Coil costituisce infatti un’introduzione che vuole porsi come portatrice del cambiamento: atmosfera sognante ma distesa e rilassata, intrecci di stampo quasi medievale ed un approccio sicuramente diverso da tutta la passata produzione. Tale buon proposito non sarà seguito coerentemente nell’intero Watershed, perché capitoli come Heir Apparent e The Lotus Eater fanno sprofondare nuovamente l’ascoltatore nella nota dimensione a cavallo tra il Death del devastante Deliverance e il Progressive del delicato Damnation.
L’inserimento delle tastiere si colloca però in modo diametralmente opposto allo stile discutibile e per nulla convincente impiegato da Per Wiberg nella pubblicazione del 2005: rinforzati quindi dai tappeti di tastiere (organi e synth in primis), gli Opeth danno vita ad altre sei brani impeccabili nella struttura e nell’interpretazione, anche se decisamente prevedibili per i timbri esplorati. Equilibrati nei giochi di luci e ombre e nell’alternanza tra tempi vorticosi e calme distensioni, Heir Apparent e The Lotus Eater raffigurano comunque due prove di grande abilità, ben superiori rispetto alla totalità delle pubblicazioni del genere.

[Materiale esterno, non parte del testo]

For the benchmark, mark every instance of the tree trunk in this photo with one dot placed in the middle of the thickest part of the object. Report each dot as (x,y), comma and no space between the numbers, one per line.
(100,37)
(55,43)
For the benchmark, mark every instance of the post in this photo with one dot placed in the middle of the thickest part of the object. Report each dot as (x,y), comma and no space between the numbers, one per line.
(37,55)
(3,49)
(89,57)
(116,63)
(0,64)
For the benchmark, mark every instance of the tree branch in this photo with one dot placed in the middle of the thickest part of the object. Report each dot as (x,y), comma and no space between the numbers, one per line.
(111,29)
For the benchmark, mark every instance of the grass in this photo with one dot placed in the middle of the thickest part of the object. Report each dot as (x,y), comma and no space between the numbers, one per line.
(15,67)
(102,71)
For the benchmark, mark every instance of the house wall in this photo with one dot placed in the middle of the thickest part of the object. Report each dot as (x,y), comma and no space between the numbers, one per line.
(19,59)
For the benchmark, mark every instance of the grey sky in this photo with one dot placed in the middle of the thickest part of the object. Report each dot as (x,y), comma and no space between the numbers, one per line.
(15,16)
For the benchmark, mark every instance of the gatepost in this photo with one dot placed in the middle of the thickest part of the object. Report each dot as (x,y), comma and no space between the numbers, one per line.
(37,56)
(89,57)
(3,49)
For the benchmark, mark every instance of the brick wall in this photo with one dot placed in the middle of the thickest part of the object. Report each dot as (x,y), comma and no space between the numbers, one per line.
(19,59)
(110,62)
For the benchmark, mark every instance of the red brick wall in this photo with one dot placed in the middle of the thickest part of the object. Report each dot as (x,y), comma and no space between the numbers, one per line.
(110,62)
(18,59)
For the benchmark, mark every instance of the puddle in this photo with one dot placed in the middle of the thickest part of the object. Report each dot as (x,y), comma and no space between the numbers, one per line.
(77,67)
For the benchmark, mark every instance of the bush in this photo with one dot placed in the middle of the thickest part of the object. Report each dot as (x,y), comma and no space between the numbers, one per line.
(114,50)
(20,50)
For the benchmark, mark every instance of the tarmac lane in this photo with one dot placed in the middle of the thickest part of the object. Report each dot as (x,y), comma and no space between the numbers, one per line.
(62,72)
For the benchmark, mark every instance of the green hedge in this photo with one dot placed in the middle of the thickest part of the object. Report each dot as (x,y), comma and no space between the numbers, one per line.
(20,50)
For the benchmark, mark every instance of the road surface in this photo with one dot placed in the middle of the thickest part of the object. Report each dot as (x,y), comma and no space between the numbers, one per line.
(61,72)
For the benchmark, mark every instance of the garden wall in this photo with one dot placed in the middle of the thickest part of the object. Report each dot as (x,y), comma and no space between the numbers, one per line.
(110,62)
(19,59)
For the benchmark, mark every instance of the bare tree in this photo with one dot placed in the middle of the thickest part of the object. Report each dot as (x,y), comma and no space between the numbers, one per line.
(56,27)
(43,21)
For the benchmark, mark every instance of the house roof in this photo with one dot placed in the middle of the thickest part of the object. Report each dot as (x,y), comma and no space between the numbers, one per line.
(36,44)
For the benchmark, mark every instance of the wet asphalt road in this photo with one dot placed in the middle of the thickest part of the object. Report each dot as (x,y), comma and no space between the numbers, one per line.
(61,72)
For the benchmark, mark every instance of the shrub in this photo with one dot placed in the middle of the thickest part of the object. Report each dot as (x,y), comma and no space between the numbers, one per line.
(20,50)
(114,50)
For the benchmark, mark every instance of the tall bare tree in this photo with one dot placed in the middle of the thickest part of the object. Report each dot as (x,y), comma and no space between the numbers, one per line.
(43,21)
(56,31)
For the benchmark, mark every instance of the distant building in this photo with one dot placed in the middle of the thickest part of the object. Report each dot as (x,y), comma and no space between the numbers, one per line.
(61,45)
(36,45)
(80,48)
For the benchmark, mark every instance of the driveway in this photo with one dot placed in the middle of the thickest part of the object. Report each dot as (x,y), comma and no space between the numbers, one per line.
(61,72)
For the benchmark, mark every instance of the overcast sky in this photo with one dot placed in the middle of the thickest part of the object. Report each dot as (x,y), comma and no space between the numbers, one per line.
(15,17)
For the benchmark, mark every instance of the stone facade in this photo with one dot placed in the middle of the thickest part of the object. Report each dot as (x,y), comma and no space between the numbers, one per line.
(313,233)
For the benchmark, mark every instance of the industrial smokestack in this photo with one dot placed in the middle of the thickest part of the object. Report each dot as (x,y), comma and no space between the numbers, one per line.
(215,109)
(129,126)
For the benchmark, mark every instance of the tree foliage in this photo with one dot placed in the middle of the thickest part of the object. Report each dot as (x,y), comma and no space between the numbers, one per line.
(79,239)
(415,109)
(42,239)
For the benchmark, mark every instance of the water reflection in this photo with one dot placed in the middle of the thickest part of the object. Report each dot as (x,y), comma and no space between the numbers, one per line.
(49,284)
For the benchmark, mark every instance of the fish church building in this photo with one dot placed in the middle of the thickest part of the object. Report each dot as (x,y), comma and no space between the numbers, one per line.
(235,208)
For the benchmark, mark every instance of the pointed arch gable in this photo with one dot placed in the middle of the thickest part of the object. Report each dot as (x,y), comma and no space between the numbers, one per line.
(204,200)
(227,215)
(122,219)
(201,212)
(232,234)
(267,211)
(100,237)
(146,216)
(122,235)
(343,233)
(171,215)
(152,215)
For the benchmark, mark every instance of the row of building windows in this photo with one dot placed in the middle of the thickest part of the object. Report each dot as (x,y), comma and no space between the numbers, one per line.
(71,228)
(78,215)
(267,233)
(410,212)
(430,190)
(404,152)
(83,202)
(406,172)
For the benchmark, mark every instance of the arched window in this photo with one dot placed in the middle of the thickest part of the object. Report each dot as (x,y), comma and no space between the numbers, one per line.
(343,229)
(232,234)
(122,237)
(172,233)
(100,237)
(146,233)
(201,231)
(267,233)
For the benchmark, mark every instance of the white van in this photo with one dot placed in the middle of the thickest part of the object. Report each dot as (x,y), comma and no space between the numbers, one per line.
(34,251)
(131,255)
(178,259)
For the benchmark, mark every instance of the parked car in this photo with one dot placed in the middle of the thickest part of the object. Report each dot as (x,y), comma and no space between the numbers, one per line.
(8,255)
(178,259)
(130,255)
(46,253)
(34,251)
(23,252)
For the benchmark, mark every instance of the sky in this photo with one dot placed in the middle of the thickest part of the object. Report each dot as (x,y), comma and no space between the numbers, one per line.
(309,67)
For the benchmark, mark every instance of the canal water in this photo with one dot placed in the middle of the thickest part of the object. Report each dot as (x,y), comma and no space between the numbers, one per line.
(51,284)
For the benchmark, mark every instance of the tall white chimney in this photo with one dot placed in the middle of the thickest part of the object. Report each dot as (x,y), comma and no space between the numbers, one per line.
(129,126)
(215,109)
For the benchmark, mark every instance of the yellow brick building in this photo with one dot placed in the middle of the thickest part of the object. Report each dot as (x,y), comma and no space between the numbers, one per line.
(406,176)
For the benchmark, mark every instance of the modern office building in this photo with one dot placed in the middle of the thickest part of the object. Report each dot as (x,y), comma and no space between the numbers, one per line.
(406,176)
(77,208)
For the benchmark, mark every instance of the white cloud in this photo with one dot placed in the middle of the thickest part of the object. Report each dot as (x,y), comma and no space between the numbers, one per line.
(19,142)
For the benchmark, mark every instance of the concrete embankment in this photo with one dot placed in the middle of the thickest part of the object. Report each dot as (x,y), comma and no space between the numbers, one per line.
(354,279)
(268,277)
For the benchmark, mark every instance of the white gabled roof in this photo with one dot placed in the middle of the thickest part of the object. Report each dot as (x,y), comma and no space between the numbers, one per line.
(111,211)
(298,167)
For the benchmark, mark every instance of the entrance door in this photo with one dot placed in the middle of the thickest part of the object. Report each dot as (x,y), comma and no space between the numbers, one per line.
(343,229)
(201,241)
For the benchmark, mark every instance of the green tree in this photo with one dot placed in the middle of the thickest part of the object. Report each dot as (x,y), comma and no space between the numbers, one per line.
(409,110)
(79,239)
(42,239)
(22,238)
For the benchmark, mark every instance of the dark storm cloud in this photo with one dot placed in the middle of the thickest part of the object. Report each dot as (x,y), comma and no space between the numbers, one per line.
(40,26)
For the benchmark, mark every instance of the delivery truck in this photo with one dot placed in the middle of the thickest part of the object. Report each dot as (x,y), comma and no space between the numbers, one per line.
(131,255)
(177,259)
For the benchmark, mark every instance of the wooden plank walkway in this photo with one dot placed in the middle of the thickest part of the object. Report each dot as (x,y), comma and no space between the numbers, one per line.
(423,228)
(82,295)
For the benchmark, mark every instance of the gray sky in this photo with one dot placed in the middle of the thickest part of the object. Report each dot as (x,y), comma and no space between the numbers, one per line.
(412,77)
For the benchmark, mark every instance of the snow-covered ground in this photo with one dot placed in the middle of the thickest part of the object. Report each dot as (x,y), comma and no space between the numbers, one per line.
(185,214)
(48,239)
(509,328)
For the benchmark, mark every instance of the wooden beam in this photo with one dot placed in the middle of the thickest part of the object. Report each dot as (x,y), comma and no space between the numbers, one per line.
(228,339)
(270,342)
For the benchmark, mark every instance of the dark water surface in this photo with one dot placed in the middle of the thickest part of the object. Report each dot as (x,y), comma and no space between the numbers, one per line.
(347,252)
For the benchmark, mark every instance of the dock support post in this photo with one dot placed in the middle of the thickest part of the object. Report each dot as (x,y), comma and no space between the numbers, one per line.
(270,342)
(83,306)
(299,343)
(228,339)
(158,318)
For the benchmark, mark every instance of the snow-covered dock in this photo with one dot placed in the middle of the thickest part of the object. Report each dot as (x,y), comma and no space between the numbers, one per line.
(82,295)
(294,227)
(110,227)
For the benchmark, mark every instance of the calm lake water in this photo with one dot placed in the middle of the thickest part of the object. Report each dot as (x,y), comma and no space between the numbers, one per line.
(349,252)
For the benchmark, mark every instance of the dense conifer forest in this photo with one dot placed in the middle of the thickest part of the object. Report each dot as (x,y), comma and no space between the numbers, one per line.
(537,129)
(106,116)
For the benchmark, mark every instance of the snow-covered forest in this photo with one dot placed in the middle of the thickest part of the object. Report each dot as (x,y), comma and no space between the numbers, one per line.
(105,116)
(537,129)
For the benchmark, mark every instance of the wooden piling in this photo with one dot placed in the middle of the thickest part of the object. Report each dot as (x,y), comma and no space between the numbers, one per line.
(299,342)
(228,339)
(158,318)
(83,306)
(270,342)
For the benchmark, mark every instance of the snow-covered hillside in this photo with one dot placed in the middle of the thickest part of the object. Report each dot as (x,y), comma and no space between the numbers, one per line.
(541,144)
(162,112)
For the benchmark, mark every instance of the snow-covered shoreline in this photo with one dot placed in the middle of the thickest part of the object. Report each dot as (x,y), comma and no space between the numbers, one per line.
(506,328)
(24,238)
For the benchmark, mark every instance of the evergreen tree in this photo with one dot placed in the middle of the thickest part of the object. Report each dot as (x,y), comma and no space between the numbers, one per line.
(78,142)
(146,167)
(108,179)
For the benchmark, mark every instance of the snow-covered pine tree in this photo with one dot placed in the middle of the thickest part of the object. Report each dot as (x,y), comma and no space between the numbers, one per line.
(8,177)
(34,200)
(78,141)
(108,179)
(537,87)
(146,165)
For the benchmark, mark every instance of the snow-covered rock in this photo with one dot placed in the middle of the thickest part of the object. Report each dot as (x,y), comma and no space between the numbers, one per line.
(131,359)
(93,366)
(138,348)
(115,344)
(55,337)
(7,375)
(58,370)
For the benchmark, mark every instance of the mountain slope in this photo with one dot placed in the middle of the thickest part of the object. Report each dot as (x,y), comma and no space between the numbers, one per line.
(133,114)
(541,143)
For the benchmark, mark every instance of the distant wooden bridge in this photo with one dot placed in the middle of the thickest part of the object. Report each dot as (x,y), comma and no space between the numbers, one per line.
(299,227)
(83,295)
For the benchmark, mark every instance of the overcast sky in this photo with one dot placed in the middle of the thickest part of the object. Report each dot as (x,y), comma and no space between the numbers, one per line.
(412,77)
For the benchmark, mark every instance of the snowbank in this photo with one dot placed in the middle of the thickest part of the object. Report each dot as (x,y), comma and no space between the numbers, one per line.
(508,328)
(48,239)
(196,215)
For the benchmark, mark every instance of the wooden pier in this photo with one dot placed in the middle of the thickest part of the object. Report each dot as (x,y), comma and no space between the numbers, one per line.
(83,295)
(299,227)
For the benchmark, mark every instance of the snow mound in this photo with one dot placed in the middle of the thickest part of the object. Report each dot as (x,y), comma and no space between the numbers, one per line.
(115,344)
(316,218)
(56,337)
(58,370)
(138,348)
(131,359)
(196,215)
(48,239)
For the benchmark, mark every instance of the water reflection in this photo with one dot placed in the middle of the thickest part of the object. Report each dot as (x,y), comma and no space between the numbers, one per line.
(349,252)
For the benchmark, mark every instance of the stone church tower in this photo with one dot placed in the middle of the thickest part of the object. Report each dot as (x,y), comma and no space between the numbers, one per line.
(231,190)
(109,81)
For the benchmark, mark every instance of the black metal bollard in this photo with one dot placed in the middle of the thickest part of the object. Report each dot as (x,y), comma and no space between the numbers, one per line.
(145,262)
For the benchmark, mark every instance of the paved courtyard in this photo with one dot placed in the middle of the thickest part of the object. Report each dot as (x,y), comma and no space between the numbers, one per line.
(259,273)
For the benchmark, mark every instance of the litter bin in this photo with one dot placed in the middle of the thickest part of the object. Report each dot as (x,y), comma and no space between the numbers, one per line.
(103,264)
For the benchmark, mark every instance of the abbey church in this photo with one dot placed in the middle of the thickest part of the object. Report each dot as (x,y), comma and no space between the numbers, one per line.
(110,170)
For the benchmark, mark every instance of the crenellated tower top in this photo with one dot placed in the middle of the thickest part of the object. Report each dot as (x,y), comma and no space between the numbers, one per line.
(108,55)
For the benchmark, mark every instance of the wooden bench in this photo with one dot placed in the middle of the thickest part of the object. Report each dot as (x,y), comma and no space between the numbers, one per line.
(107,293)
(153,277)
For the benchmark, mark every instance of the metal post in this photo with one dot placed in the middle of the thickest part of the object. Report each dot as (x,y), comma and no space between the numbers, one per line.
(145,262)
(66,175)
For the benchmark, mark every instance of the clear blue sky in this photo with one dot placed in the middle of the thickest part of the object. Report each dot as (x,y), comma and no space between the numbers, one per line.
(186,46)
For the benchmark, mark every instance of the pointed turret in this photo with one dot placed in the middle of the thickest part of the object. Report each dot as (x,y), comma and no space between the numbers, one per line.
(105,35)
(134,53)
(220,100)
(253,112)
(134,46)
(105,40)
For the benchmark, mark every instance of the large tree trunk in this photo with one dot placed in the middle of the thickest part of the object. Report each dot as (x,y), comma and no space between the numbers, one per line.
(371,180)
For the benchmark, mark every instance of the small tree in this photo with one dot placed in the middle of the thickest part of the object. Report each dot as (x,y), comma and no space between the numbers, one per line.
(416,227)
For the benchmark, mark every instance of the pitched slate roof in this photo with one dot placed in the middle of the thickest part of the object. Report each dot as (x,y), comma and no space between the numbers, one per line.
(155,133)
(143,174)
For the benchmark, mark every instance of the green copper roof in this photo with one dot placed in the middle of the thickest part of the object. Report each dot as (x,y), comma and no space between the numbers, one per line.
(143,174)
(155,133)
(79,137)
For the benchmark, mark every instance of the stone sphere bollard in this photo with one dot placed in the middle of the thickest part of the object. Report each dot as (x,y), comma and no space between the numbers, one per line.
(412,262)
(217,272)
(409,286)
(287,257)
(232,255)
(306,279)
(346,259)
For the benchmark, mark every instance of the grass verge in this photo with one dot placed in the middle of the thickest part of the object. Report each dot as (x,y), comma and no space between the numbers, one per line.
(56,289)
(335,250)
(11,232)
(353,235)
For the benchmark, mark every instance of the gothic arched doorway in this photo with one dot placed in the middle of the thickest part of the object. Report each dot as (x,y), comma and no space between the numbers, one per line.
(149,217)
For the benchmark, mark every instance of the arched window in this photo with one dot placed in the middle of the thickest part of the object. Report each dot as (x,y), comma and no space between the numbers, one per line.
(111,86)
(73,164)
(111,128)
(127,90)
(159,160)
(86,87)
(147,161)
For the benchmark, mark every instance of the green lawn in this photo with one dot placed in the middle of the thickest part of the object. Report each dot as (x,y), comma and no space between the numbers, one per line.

Tocca quindi alla deliziosa Burden riportare Watershed in un alone di meditazione, perché in uno sviluppo che ricorda da vicino A Fair Judgement gli Opeth garantiscono una direzione appassionante, prima di tornare alle sonorità più misteriose di Porcelain Heart, ennesimo tributo a Deliverance. La voce di Mikael è il punto di forza che emerge tuonante nei fraseggi più estremi e che si mostra melodica e raffinata negli intervalli più eleganti, in cui emerge tutta la decadenza dello stile Opeth. Un’altra perla che fa rammentare le atmosfere eleganti di Blackwater Park e di Damnation è Hessian Peel, la canzone più lunga ed articolata, che trasuda malinconia dalle parole scandite e dal tessuto sonoro proposto, in un crescendo di emozioni.
Il finale di Watershed sorprende quasi quanto l’inizio, con una breve Hex Omega densa di contenuti ed originale rispetto alla classica produzione rivisitata nell’album; ciò che colpisce positivamente è comunque la coesione interna e l’omogeneità che gli Opeth sono riusciti a trasmettere a Watershed, opera che potrà davvero fungere da spartiacque anche nella carriera discografica degli svedesi.
In definitiva Watershed è un viaggio da scoprire in tutte le sue parti ascolto dopo ascolto, un viaggio che non deluderà chi si dimostrava scettico sul nuovo corso degli Opeth in Roadrunner, un viaggio che non è accompagnato dai testi del booklet, troppo intimi secondo Mikael per essere pubblicati.
Sebbene lo stile presentato in Watershed sia il tipico sound Opeth, costruito con cura e professionalità fin dall’uscita di My Arms, Your Hearse, la band mostra un profilo superiore rispetto a quello di tutte le altre realtà della scena Metal attuale. Considerando poi tutte le vicissitudini che hanno fatto da cornice alla composizione di Watershed, si deve osservare come la sensibilità di Mikael Åkerfeldt superi ancora i limiti imposti dalle leggi del mercato musicale, la cui logica non è mai stata gradita da una band (o da un cantautore) ancora in cerca di conferme.